A systematic review was registered with PROSPERO and performed according to Preferred Reporting Items for Systematic Reviews and Meta-analyses (PRISMA) guidelines using the PubMed, SCOPUS, and Ovid MEDLINE databases. All level I-III comparative studies published in the English language investigating the clinical outcomes between instrumented and noninstrumented posterolateral spine fusions for the treatment of degenerative lumbar spondylolisthesis were included.
Seven studies (672 patients, 274 noninstrumented, 398 instrumented) were analyzed. One randomized study was level I evidence, 2 randomized studies were level II, and 4 nonrandomized studies were level III. Mean follow-up ranged from 1.4 to 5.9 years. Instrumented patients had a higher rate of solid fusion (87.6% vs. 77.1%, P=0.023) and a lower rate of definitive pseudarthrosis (5.3% vs. 19.9%, P<0.001). However, there was no difference in overall functional improvement at final follow-up between the 2 treatment groups (75.0% vs. 81.7%, P=0.258).
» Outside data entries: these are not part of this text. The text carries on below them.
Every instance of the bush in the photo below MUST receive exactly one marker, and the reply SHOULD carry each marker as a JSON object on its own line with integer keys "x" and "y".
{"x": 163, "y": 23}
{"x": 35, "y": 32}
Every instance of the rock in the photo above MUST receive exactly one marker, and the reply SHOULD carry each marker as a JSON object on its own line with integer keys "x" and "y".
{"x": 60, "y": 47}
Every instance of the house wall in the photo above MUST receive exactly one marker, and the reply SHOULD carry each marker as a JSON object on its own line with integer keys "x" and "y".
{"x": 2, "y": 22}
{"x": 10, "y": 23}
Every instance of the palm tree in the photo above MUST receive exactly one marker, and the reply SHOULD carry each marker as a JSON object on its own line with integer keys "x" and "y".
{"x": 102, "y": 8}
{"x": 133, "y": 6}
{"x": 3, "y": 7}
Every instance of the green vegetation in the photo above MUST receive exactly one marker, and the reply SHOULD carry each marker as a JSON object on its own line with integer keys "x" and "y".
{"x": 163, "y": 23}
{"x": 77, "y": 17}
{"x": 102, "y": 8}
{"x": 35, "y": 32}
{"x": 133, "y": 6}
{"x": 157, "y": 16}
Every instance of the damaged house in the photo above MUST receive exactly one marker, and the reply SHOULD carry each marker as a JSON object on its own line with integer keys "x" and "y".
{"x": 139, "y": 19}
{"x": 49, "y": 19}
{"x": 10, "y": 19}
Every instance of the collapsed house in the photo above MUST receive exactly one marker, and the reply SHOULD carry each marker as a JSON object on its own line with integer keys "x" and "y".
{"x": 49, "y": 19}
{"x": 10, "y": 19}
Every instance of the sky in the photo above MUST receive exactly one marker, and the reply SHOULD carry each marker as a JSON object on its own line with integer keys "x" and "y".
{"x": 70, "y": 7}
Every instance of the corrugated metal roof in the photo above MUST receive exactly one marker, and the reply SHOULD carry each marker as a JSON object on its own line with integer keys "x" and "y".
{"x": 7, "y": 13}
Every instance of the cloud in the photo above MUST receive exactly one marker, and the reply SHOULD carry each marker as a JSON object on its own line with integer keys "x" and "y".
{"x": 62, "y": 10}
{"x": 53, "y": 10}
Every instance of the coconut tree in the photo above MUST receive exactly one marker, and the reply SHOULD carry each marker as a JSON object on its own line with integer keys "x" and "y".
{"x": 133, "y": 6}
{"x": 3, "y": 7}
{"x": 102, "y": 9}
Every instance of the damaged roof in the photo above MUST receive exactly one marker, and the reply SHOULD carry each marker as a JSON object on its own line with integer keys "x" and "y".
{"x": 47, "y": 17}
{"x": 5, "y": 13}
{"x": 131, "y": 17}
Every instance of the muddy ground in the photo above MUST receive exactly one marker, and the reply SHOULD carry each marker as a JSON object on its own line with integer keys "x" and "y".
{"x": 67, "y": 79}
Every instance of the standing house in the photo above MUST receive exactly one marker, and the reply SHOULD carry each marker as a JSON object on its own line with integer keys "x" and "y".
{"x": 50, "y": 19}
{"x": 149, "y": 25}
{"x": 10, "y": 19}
In addition, there was no difference in reoperation or complication rates.
For the treatment of degenerative lumbar spondylolisthesis, there are significantly higher rates of fusion among patients undergoing instrumented posterolateral fusion compared with noninstrumented posterolateral fusion. However, there is no difference in overall functional improvement, pain-related outcome scores, reoperation rates, or complication rates between the 2 treatment groups.
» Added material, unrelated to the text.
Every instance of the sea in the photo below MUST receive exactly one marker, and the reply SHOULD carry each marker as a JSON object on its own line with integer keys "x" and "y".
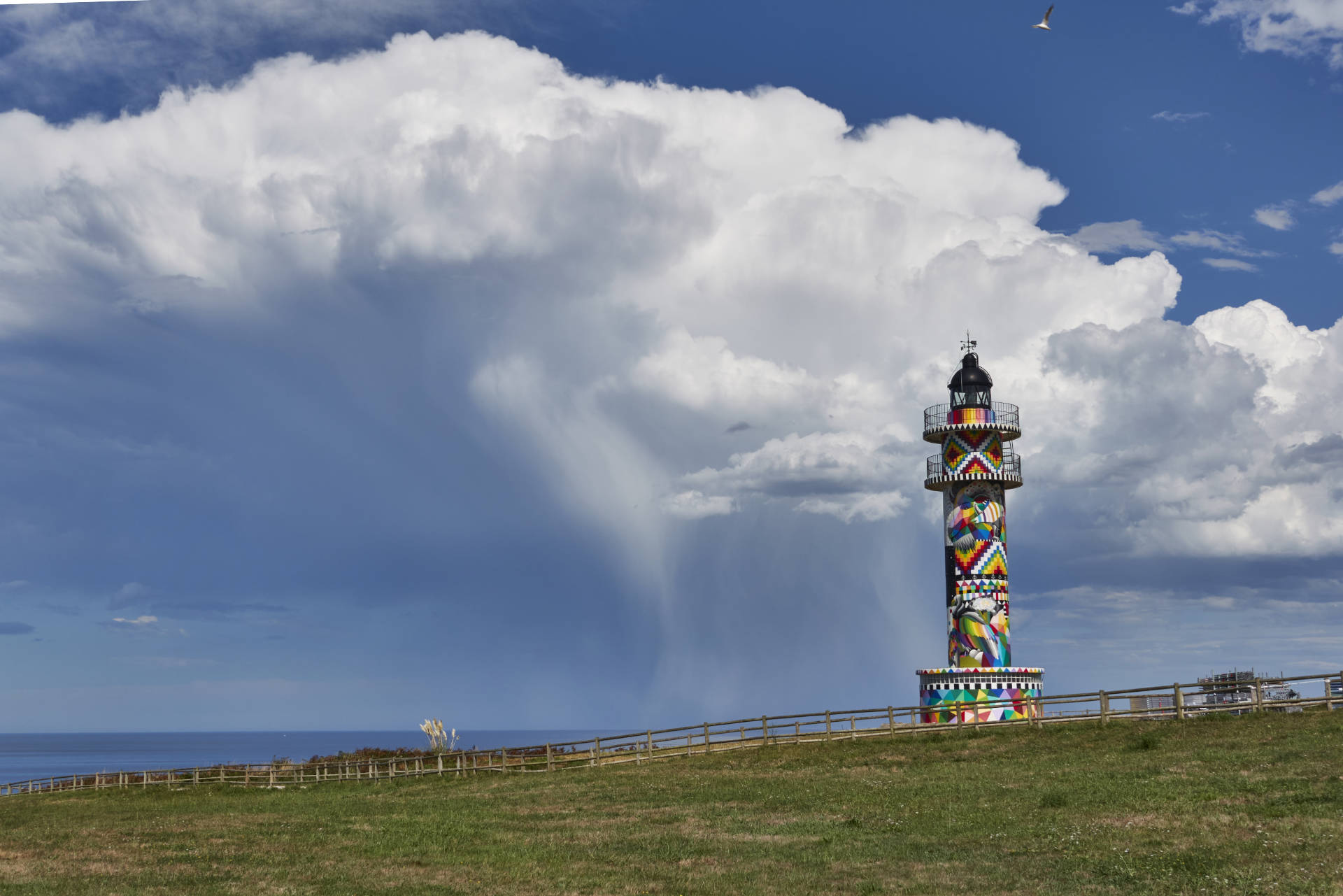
{"x": 27, "y": 757}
Level III-systematic review of level I-III studies.
系统评价。
本系统评价比较了治疗退行性腰椎滑脱症后路器械与非器械固定融合的影像学和临床结果。
对于退行性腰椎滑脱症引起的不稳定,最佳的融合方法仍然是脊柱外科医生争论的焦点。目前尚无针对退行性腰椎滑脱症后路器械与非器械融合治疗结果的比较研究的综合系统评价。
根据系统评价和荟萃分析的首选报告项目(PRISMA)指南,在 PROSPERO 上进行了系统评价,并使用 PubMed、SCOPUS 和 Ovid MEDLINE 数据库进行了检索。纳入了所有发表于英文期刊、探讨治疗退行性腰椎滑脱症后路器械与非器械融合的临床结果的 I-III 级比较研究。
共分析了 7 项研究(672 例患者,274 例非器械组,398 例器械组)。1 项为随机对照研究,为 I 级证据,2 项为随机对照研究,为 II 级证据,4 项为非随机对照研究,为 III 级证据。平均随访时间为 1.4 至 5.9 年。器械组患者融合率更高(87.6%比 77.1%,P=0.023),确定性假关节发生率更低(5.3%比 19.9%,P<0.001)。然而,两组患者最终随访时的整体功能改善程度没有差异(75.0%比 81.7%,P=0.258)。此外,两组患者的再手术率和并发症发生率没有差异。
对于退行性腰椎滑脱症的治疗,后路器械融合的融合率明显高于非器械融合。然而,两组患者的整体功能改善、疼痛相关结局评分、再手术率和并发症发生率没有差异。
III 级-对 I-III 级研究的系统评价。